Volunteers Sought for National Transcription Project
Edgecombe Community College and Edgecombe County Memorial Library are partnering on a national initiative to learn more about the lives of formerly enslaved African Americans in the 1860s. Local residents can help.
ECC and the library are working with the National Museum of African American History and Culture and the Smithsonian’s Transcription Center on the Freedmen’s Bureau Transcription Project, an effort to transcribe documents collected by the Freedmen’s Bureau in the 1860s.
According to the Smithsonian’s website, the Freedmen’s Bureau was established to help formerly enslaved African Americans transition to citizenship, providing food, housing, education, and medical care. Handwritten records of these transactions include marriage registers, hospital and patient registers, educational efforts, census lists, labor contracts, and others.

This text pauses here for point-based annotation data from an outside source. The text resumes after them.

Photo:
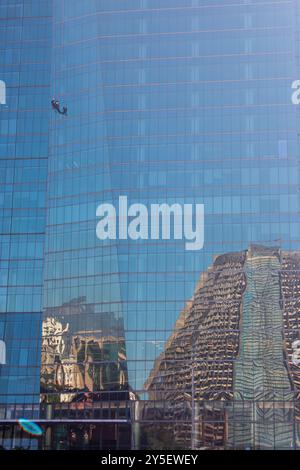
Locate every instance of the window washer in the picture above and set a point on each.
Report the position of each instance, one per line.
(56, 106)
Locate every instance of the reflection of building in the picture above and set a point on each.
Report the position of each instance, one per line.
(81, 372)
(227, 359)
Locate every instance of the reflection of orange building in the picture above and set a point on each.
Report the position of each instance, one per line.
(225, 371)
(93, 363)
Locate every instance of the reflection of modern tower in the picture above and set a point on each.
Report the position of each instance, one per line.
(235, 364)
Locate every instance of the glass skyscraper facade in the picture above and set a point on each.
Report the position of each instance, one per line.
(141, 343)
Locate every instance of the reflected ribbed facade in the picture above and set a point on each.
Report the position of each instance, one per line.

With almost two million individual records, the Freedmen’s Bureau Transcription Project will be the largest crowdsourcing project ever sponsored by the Smithsonian.
When completed, the papers will be searchable online. This effort will help increase access to the Freedmen’s Bureau collection and help the public learn more about the United States during Reconstruction.
ECC and the library are seeking volunteers to help transcribe the documents. Volunteers must be able to read cursive writing and must have computer access with a WiFi connection. Volunteers also must attend a training session to be scheduled at the College.
Transcribing will begin in March, and the project should be completed by August. This is a voluntary program; volunteers will not be paid.